In Gelman & Hill, chapter 13 introduces the idea of allowing more than one regression coefficient to vary by group. They allow these coefficients to be correlated. In section 13.3, they introduce the scaled inverse-Wishart to model the covariance matrix of the the coefficients. In section 13.4, under the heading ‘Understanding correlations between group-level intercepts and slopes,’ they provide an example of correlated slope and intercept coefficients that they almost completely solve just be centering the data.

With that context, I realized that I’ve seen many models which don’t bother modeling the covariance between group-level predictors:

The Varying Intercept/Varying Slope version of the Radon model from the pymc3 docs

The Hierarchical Model of the Premier League from my blog

The Hierarchical Model of Six Nations Rugby, from the pymc3 docs

I’m trying to wrap my mind around the implications of *not* modeling the covariance.

If I understand correctly, by not modeling the covariance, we’re in effect using an infinitely strong prior on the coefficients being independent.

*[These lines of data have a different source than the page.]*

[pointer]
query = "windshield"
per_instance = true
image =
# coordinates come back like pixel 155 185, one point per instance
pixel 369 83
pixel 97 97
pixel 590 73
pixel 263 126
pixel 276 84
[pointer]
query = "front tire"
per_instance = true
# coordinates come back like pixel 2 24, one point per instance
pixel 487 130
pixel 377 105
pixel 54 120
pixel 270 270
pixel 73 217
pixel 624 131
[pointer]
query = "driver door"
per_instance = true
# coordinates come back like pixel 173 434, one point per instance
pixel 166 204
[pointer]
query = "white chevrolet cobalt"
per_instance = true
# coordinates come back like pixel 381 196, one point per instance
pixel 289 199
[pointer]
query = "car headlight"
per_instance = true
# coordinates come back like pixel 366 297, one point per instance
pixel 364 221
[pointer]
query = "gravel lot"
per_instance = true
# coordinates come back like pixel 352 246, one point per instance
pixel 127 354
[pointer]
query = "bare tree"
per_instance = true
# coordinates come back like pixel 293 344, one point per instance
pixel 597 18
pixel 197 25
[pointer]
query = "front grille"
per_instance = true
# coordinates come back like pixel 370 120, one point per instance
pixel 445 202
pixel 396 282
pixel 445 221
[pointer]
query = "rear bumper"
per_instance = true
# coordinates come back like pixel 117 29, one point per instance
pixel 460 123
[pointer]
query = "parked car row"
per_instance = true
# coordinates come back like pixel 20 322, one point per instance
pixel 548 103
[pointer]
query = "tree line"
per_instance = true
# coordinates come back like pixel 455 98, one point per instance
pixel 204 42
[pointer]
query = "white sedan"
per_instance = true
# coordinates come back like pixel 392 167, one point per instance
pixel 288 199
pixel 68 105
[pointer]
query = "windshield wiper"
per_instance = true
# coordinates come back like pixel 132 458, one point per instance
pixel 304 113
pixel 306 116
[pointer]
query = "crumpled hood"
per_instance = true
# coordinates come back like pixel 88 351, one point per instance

But in the soccer and rugby examples, I’d actually expect the attacking and defending strengths to be strongly correlated, so I’m not properly encoding all my prior knowledge into the model. This could come back to bite me, if, say, it was early in the season and based on results so far, there is a team that appears to be very strong in attack but very weak on defense; the model wouldn’t be able to rely on a) my prior knowledge that this is unlikely and b) any evidence provided by the other teams in the league that attacking and defending strength usually go together.

Am I thinking about this correctly? To make it more concrete - what is the worst thing that could happen from _not_modeling the covariance of these coefficients?